9 When they had crossed, Elijah said to Elisha, “Tell me, what can I do for you before I am taken from you?”
“Let me inherit a double portion of your spirit,” Elisha replied.
10 “You have asked a difficult thing,” Elijah said, “yet if you see me when I am taken from you, it will be yours—otherwise, it will not.”
11 As they were walking along and talking together, suddenly a chariot of fire and horses of fire appeared and separated the two of them, and Elijah went up to heaven in a whirlwind. 12 Elisha saw this and cried out, “My father! My father! The chariots and horsemen of Israel!” And Elisha saw him no more. Then he took hold of his garment and tore it in two.
Very few people in the Bible did not see death – Elijah and Enoch are the only two. Enoch walked with God, as is written in Genesis chapter 5. This means Enoch was very close with God; he led a life that was pleasing to God. It states that, “Then he was not, for God took him away.”

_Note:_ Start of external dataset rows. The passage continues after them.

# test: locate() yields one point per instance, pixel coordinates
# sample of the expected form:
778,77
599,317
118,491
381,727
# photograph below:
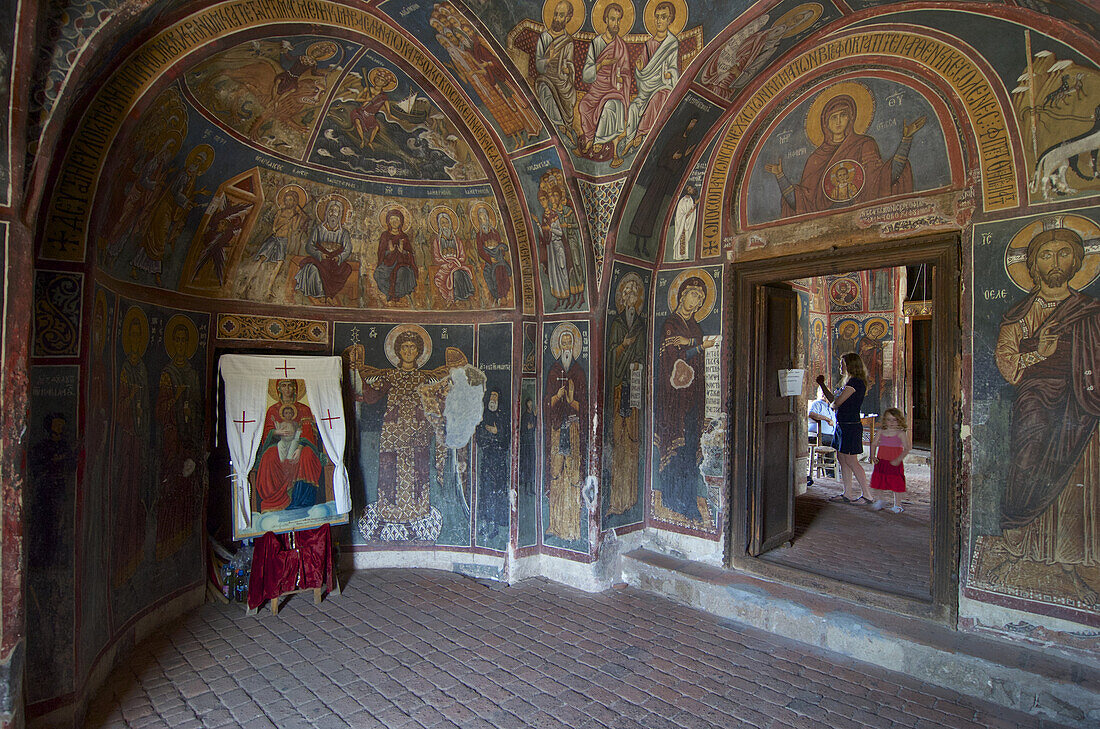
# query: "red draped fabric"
277,569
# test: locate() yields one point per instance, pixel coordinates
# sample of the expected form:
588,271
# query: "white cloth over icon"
248,378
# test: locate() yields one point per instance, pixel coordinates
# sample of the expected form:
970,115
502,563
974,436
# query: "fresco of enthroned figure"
604,90
826,155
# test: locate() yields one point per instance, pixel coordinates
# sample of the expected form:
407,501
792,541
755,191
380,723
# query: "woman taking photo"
848,438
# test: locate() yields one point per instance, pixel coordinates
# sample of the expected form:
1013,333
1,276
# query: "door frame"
944,252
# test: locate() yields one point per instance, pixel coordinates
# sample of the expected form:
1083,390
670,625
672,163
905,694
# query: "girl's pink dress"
886,476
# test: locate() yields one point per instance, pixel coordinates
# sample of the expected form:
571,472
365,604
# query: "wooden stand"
318,592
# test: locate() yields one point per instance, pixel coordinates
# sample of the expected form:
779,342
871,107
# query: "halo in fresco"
433,218
704,310
597,15
395,332
574,23
300,197
865,109
556,339
273,388
674,26
399,208
1015,253
881,321
488,210
322,205
193,334
135,344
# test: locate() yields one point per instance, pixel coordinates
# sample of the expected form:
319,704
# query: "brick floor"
872,549
424,649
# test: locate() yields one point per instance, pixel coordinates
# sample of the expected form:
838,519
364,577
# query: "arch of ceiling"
730,70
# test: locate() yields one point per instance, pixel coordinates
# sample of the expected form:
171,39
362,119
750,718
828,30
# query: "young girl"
890,446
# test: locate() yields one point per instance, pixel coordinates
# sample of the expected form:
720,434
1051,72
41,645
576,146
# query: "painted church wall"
689,444
123,437
1010,585
626,351
198,210
1035,472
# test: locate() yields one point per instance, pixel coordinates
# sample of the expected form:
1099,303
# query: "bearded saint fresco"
1047,349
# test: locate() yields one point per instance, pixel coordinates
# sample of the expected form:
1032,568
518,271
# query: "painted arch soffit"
937,61
381,46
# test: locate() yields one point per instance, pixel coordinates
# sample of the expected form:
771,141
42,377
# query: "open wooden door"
772,476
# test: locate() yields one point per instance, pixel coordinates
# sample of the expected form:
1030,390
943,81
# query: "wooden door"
772,481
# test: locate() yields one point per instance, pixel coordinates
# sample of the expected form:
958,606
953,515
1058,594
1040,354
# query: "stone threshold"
1020,677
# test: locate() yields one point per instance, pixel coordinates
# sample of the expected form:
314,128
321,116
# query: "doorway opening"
790,520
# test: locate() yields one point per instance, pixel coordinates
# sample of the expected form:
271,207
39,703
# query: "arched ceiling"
257,114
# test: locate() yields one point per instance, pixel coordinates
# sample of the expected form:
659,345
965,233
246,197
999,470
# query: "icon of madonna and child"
292,479
428,418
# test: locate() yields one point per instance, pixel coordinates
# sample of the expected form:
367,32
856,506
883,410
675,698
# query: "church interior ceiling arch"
549,192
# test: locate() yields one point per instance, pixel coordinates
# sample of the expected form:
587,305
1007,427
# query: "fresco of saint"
404,509
556,73
180,416
846,167
657,73
607,73
679,410
325,272
626,355
396,273
1048,349
565,408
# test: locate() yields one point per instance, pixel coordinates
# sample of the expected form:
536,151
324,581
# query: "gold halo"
139,345
378,70
201,154
597,17
1015,253
299,194
880,320
399,208
477,206
392,337
193,334
323,202
704,310
618,289
812,8
433,219
556,339
677,24
865,109
574,23
273,388
321,51
842,322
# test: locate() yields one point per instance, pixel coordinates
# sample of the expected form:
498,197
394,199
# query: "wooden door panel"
773,478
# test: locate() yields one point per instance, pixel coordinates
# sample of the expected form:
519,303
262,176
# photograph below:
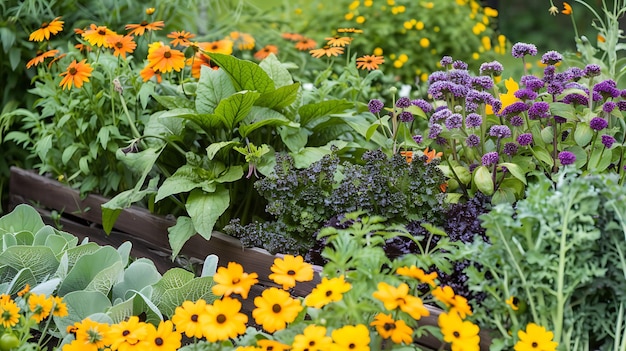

Elijah also did not see death, for God took him away. Elijah knew God was taking him, as did the prophets Elijah worked with. Elisha also knew, so he declared several times that he would not leave Elijah. Perhaps Elijah was touched by his companion’s devotion, since he asked, “What can I do for you before I am taken from you?” Elisha asked for a big gift, but truly, it was a gift only God could give, in receiving the Holy Spirit.
Remember the old song, “Swing low, sweet chariot, coming for to carry me home”? I wonder if that song refers to this scriptural passage. We will probably not bypass death as they did, but it will be a wondrous day when we get to meet God face to face, when we will be home with God forever.
Gracious God, I pray for all those who mourn, who have lost loved ones in death. Maybe it’s a close friend, like Elijah and Elisha. Elisha tore his robe as a sign of his mourning, even though he saw Elijah being taken up to heaven. Hold safe all those who are gone from our sight, until we meet again. In Christ’s grace, Amen.